Убедившись, что Мартын больше не падает, Пузырь сделал знак Доронину и Тамаре и вслед за ними двинулся на выход. Старпом обогнал процессию и заторопился в дом – разогревать борщик. Он даже некоторое время потешил себя иллюзией, будто просто принимает гостей из далекой Москвы – правда, немного странных, безруких, но бывают же, в конце концов, инвалиды… А кто сказал, что инвалиды не любят украинский борщ? Иван Захарович был уверен, что украинский борщ любят все без исключения – и безрукие, и безногие, и слепоглухонемые от рождения. Украинский борщ просто нельзя не любить.

Он настолько забылся, что чуть было не предложил гостям отведать перцовочки, но вовремя вспомнил, на каком он свете, огорчился и от огорчения тяпнул перцовочки сам. За этим занятием его застукал Пузырь, обозвал алкашом и жмотом, отобрал бутылку и одним могучим глотком выхлебал добрых полстакана. Дыхание у него перехватило, рожа побагровела, глаза опять опасно выпучились, и на некоторое время он начисто лишился дара речи. Иван Захарович наблюдал за ним с выражением кроткого сочувствия на лице и был вполне доволен: жадность до добра не доводит. Понаслаждавшись несколько секунд, он налил в жестяную литровую кружку своего фирменного кваса и протянул Пузырю: что мы, нехристи какие-нибудь? Пузырь осушил кружку, скворча, как засорившаяся раковина, перевел дыхание и разразился длиннейшей тирадой, в которой упоминались родственники Ивана Захаровича до седьмого колена и перечислялась масса половых извращений, о многих из которых Иван Захарович раньше даже не слышал.

– Что все это значит? – тихо спросила Тамара под раскаты Пузырева мата. – Что ты затеял?

– Понятия не имею, – так же тихо ответил Дорогин. – Я просто тяну время. Авось что-то подвернется.

– Мне страшно, Сергей.

– Тише. Мне тоже.

Пока наверху происходили все эти драматические события, внизу, в подвале, Владлен Михайлович Самарин аккуратно выбил трубку о край полки, подошел к Мартыну, низко наклонился над ним, заглянул в лицо и участливо спросил:

– Больно?

Мартын попытался приподнять голову и снова бессильно уронил ее на грудь.
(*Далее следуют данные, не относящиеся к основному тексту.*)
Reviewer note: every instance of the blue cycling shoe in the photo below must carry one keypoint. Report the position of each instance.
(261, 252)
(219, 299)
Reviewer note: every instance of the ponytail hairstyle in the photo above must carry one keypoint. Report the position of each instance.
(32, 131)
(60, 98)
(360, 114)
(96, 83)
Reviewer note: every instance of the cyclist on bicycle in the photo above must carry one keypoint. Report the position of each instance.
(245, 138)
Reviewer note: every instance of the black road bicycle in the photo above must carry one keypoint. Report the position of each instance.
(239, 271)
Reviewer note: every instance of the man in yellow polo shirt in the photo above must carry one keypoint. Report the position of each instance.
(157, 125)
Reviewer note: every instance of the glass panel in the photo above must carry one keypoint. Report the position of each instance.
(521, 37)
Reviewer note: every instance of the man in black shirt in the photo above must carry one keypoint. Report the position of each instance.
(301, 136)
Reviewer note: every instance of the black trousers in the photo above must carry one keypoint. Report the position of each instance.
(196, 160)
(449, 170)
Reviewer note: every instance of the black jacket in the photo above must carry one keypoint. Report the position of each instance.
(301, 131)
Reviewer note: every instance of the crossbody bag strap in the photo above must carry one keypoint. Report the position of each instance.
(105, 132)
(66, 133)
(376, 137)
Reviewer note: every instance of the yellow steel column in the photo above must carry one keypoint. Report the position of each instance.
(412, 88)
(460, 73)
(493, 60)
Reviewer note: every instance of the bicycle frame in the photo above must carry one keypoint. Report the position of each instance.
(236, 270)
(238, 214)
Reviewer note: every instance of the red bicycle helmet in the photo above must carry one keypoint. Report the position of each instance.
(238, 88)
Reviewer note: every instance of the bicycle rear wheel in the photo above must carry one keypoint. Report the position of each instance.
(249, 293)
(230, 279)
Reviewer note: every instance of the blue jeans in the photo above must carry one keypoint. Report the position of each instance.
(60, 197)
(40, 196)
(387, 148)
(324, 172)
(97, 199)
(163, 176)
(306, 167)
– Ах да, – сказал Владлен Михайлович, – прошу прощения.

Он взялся твердыми, как железо, пальцами за уголок пластыря и резко рванул его на себя. Голова Мартына тяжело мотнулась, и он издал протяжный хриплый стон.

– Пристрели, – прохрипел он. – Прошу, пристрели.

– Ну вот, – с огорчением сказал Владлен Михайлович, – так уж сразу и пристрели. Что же вы, Станислав? Так рвались посмотреть, что в этих ящиках, а теперь – пристрели? Нельзя же так, в самом деле. Неужели вам совсем не интересно узнать, из-за чего вы затеяли свой безумный штурм? Или вы знали это с самого начала?

Мартын сделал над собой нечеловеческое усилие, поднял голову и заглянул в глаза Владлену Михайловичу. Глаза Самарина были широко распахнуты, словно от большого удивления, но в них плясал холодный дьявольский огонь, и Мартын понял, что терять ему нечего. Все было потеряно в тот самый миг, когда он вышел на освещенный прожекторами причал из-за ржавого металлического бака.

Мартын выдавил из себя хриплый, больше похожий на стон смешок и сказал, с трудом ворочая распухшим от жажды, искусанным языком:

– Золото, бриллианты…

Владлен Михайлович стремительно разогнулся и легко прошелся по подвалу, потирая ладони. Он едва не пританцовывал.

– Чувство юмора – отличная вещь, – сказал он, останавливаясь возле ящиков. – Я рад, что вы не утратили его даже в столь трудной для вас ситуации. Посмотрим, хватит ли вашего чувства юмора до конца.

Он легко присел и взялся за запор одного из ящиков.

– Открыть? – спросил он у Мартына. – Или все-таки не надо? Подбросим монетку?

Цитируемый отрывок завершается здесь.